Why iron ore price wonn't comeback in 2018


News posted from mining.com that, BMI Research says the firm’s analysts maintain their iron ore price forecast at $70/tonne for 2017 and $50/tonne for next year.

“With the conclusion of the 19th National Party Congress and the consolidation of power around President Xi, the refocusing of Chinese economic growth away from heavy industry to services will dampen Chinese demand for iron ore. When combined with simultaneous elevated global supply, this will put a lid on prices in the coming years,” the document states.
Beijing's war on smog has imposed production cuts to steelmakers of as much as 50 per cent. Last month, this new state of affairs prompted a plunge by 23 per cent of imports of high-quality iron ore fines and lump ore from Australia, Brazil and South Africa as factories work through inventory.

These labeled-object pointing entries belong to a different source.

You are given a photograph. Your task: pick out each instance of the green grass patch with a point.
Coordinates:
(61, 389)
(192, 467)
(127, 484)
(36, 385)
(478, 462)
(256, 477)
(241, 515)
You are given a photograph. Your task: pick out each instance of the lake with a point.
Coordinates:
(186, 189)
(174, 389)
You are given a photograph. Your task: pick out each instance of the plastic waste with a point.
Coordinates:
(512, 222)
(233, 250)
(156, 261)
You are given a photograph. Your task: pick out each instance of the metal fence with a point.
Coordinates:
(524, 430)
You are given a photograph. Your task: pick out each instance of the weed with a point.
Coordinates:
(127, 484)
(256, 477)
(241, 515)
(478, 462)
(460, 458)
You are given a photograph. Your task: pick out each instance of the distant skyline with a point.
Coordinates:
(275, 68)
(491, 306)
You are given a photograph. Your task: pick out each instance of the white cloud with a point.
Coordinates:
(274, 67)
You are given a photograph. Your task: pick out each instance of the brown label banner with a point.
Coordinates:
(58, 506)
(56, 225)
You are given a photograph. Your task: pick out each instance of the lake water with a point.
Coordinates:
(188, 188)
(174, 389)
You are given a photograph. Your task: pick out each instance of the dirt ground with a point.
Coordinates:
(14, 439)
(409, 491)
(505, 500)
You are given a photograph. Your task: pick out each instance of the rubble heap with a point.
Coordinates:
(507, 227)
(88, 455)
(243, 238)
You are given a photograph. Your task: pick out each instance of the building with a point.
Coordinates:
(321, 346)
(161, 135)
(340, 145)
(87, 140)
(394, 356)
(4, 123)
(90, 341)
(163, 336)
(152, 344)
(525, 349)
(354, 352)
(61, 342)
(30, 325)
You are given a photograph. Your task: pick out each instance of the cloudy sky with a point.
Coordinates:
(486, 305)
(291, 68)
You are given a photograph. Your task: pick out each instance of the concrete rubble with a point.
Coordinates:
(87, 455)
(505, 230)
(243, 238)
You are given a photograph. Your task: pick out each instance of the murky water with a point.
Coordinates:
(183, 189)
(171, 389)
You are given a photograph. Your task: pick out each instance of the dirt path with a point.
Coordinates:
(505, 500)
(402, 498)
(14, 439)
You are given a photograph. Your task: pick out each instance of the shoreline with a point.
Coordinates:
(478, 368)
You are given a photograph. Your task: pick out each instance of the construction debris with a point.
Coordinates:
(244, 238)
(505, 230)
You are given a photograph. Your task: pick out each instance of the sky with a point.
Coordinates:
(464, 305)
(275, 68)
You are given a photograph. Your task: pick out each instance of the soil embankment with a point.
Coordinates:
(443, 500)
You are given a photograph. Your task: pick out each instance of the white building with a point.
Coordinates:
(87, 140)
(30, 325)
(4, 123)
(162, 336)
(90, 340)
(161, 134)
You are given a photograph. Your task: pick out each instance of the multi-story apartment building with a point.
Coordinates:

In this context, BMI predicts that iron ore prices will remain on a long-term gradual downtrend until at least 2021. “In addition, the price resilience seen in 2017 will slow consolidation among high-cost iron ore producers, namely in China, which will result in a prolonged global iron ore supply glut. Despite this, we expect consolidation to ramp up over the coming quarters as muted revenues continue to force higher-cost producers to pursue a strategy of divestment of high-cost assets and retrenchment,” the report reads.